We need a full-court press. If we care about this enough, we must fight for it in every single way available to us, legislatively on a state and city level, contractually, in our future collective bargaining, and in rallying our school communities.

Find the resolution attached.


Please support.

This matters to our children, families, educators, and school communities.

In solidarity,

Daniel Alicea - Special Education teacher/ Delegate, Middle School 53


Resolution to strengthen our commitment to lower class size and hold the NYC DOE accountable for enforcement of class size reduction (working draft)

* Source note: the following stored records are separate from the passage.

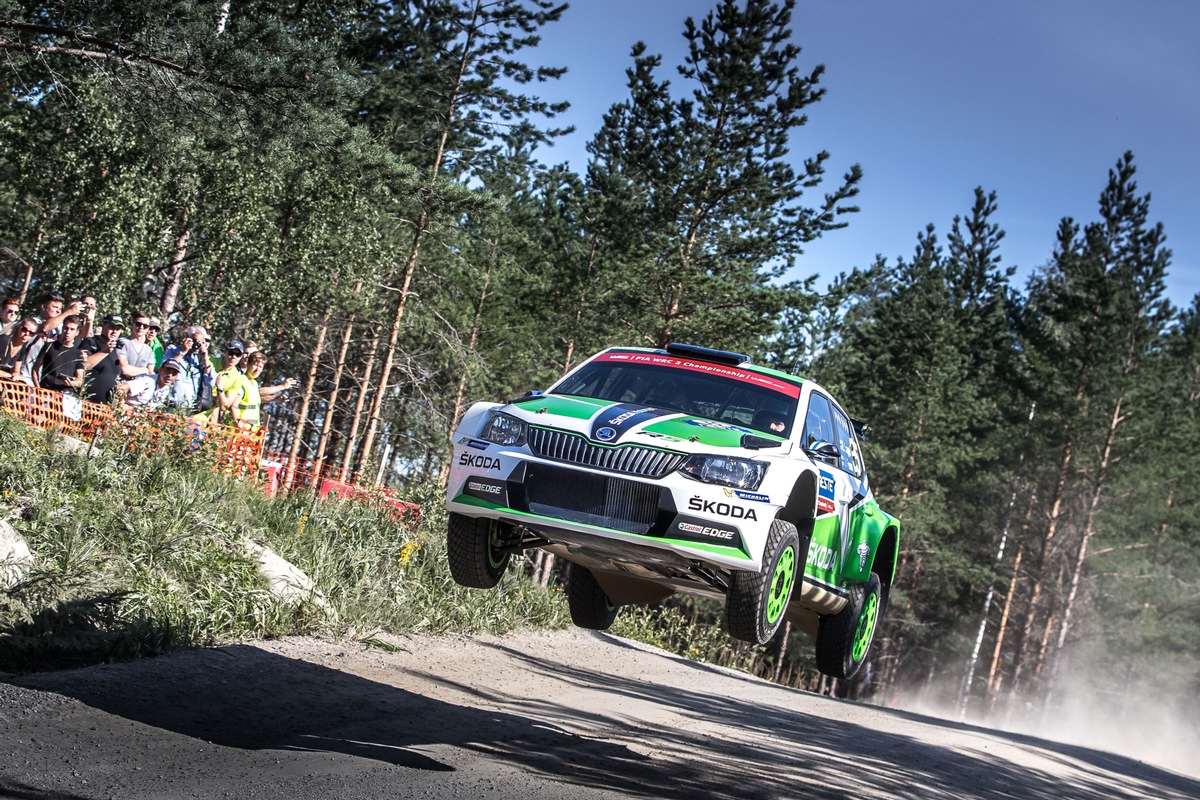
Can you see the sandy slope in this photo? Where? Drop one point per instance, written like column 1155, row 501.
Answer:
column 535, row 715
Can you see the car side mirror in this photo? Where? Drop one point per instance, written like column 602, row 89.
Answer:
column 529, row 395
column 750, row 441
column 823, row 450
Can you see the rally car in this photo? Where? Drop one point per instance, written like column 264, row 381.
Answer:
column 681, row 469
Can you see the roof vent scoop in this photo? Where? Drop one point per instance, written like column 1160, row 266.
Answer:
column 708, row 354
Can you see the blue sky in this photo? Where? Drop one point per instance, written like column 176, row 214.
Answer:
column 1035, row 100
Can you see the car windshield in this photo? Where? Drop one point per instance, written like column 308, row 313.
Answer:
column 739, row 397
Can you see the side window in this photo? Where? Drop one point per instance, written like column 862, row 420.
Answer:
column 819, row 422
column 847, row 445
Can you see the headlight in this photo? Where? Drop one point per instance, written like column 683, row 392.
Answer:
column 723, row 470
column 504, row 429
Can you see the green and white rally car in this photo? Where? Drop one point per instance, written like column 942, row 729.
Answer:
column 685, row 469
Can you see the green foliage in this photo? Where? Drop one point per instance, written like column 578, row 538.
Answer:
column 695, row 197
column 137, row 554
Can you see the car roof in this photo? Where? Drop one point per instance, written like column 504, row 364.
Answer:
column 720, row 356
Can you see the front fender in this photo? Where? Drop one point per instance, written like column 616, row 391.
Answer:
column 874, row 543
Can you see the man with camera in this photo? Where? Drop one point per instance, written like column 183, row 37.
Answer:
column 100, row 359
column 193, row 389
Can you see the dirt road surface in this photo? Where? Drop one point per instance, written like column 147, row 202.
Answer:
column 535, row 716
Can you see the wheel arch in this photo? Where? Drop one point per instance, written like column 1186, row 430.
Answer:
column 801, row 509
column 886, row 555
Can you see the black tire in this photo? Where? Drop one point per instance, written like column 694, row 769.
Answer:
column 472, row 546
column 757, row 601
column 589, row 605
column 844, row 639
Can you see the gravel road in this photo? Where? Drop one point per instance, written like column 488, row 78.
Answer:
column 537, row 716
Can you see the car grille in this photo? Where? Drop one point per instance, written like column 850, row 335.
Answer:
column 592, row 499
column 628, row 459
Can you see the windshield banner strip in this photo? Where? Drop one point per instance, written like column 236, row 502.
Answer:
column 744, row 376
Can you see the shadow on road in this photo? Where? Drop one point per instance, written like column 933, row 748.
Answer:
column 247, row 698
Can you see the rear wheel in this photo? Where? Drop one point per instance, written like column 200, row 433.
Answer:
column 587, row 600
column 473, row 546
column 756, row 601
column 845, row 638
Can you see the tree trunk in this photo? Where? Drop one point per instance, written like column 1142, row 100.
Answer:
column 473, row 341
column 339, row 368
column 1089, row 531
column 580, row 304
column 1035, row 605
column 364, row 385
column 173, row 277
column 303, row 414
column 423, row 222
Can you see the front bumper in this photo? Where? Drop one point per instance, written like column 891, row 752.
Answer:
column 666, row 519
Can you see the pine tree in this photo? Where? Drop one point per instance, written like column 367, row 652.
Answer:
column 699, row 194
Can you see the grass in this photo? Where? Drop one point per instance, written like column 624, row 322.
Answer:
column 137, row 553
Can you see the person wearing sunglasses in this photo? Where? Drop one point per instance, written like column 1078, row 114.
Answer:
column 51, row 313
column 10, row 314
column 13, row 347
column 60, row 365
column 100, row 359
column 133, row 350
column 229, row 384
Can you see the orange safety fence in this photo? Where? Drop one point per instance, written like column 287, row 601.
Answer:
column 330, row 480
column 234, row 449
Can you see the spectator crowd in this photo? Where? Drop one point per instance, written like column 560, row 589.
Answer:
column 63, row 348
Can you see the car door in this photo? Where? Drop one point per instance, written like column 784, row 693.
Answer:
column 831, row 534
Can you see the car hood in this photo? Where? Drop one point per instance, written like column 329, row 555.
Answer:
column 612, row 423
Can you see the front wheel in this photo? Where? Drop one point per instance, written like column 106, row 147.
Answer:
column 756, row 601
column 473, row 546
column 587, row 600
column 845, row 638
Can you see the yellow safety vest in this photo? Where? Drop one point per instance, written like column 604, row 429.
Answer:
column 247, row 407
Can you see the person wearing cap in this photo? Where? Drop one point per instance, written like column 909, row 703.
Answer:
column 250, row 404
column 198, row 377
column 229, row 380
column 153, row 392
column 133, row 349
column 87, row 316
column 103, row 371
column 10, row 314
column 13, row 347
column 154, row 338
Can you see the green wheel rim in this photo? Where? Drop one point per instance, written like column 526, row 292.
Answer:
column 865, row 626
column 780, row 584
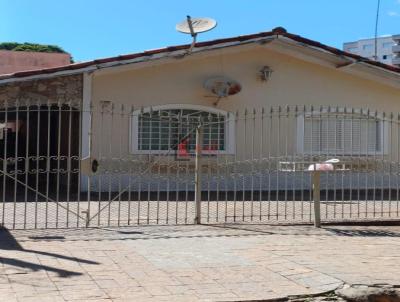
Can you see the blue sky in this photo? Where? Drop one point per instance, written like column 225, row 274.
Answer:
column 91, row 29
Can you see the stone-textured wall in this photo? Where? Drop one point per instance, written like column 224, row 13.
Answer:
column 63, row 89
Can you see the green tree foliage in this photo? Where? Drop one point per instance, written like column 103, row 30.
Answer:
column 32, row 47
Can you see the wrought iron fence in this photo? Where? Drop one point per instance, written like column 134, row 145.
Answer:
column 110, row 164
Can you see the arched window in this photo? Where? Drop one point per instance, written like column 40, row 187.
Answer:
column 168, row 128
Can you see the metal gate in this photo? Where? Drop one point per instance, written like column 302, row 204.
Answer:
column 192, row 164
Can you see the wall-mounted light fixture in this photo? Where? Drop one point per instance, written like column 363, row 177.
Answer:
column 105, row 104
column 265, row 73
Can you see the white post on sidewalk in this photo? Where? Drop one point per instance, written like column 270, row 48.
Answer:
column 197, row 179
column 316, row 181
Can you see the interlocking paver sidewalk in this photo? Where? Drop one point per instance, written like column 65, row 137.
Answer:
column 193, row 263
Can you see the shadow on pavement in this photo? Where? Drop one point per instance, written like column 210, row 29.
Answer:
column 8, row 242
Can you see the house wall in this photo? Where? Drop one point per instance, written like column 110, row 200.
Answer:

Whereas: Excessive class sizes have been a consistent problem in NYC public schools for generations; 

Whereas: As of the 2019-20 school year, nearly one third or over 300,000 NYC students were crammed into classes of 30 or more;

Whereas: Reducing class size has been the top priority of NYC public school parents with children in grades K through 12 when asked what changes they would most like to see in their children’s schools, ever since the Department of Education began to administer surveys in 2007; 

Whereas:  According to a  UFT survey, 99% of teachers said that reducing class size would be a “highly effective way” to improve student outcomes, far above any other reform; 

Whereas:  In 2003, in the Campaign for Fiscal Equity (CFE) lawsuit, NY’s highest court determined that NYC public school class sizes were too large to provide students with their constitutional right to a sound basic education, and yet class sizes have increased since that decision was made, particularly in the early grades; 

Whereas: According to research, reducing class size has proven to be one of the best ways to improve student learning and to lead to better grades and test scores, stronger student engagement, lower disciplinary rates, less teacher attrition, and higher graduation and college-going rates;

Whereas: Given the need for social distancing during the Covid pandemic and stronger academic support to make up for disrupted learning conditions, the need for smaller classes is more evident than ever before;  

Whereas:  NYC will receive an additional $530 million in state Foundation aid as a result of the CFE lawsuit this year, to increase to $1.4 billion annually over three years;

Whereas: A bill has been introduced in the State Legislature, S.6296/ A07447 to renew NYC’s obligation to lower class size in all grades as required by the original Contracts for Excellence law, passed in 2007; 

Whereas:    A bill has been introduced in the NYC Council, Int 2374-2021,  to lower classroom capacity and thus class size, starting in the fall of 2021 to be phased in over three years, 

Whereas:  In the May 2005 contract between the UFT and the DOE, it was agreed that “subject to adequate CFE funding,”  a Labor/Management committee would be formed to look into several issues, among them “a program for the reduction of class size in all grades and divisions.”

Whereas:  According to a 2019 study  of 124 large districts , which included the 100 largest districts in the country and the largest district in each state, the average class size limits were lower in every grade than the contractual class size caps in NYC; 

Whereas:  The class size caps in the UFT contract have not changed in over fifty years; 

Be it Resolved:  That the UFT will demand that the DOE immediately establish a Labor-Management Committee to come up with a plan to lower class size in all grades and divisions, given that the full CFE funding will be provided to NYC over the next three years; 

Be it Resolved: That the UFT will urge the New York State Governor and the Legislature to adopt S.6296 and A07447,  and for the NYC Council to adopt Int 2374-2021;

Be it Resolved:  That the UFT will prioritize this as one of our top demands in upcoming contractual negotiations to align the contractual class size caps with the city’s 2007 state-approved C4E class size goals, including no more than 20 students per class in grades K-3; 23 students per class in grades 4-8; and 25 students in high school, to be phased in over the next four years;

Be it Resolved:  That the UFT officers will report back to the Delegate Assembly each month on the progress made on each of these four goals.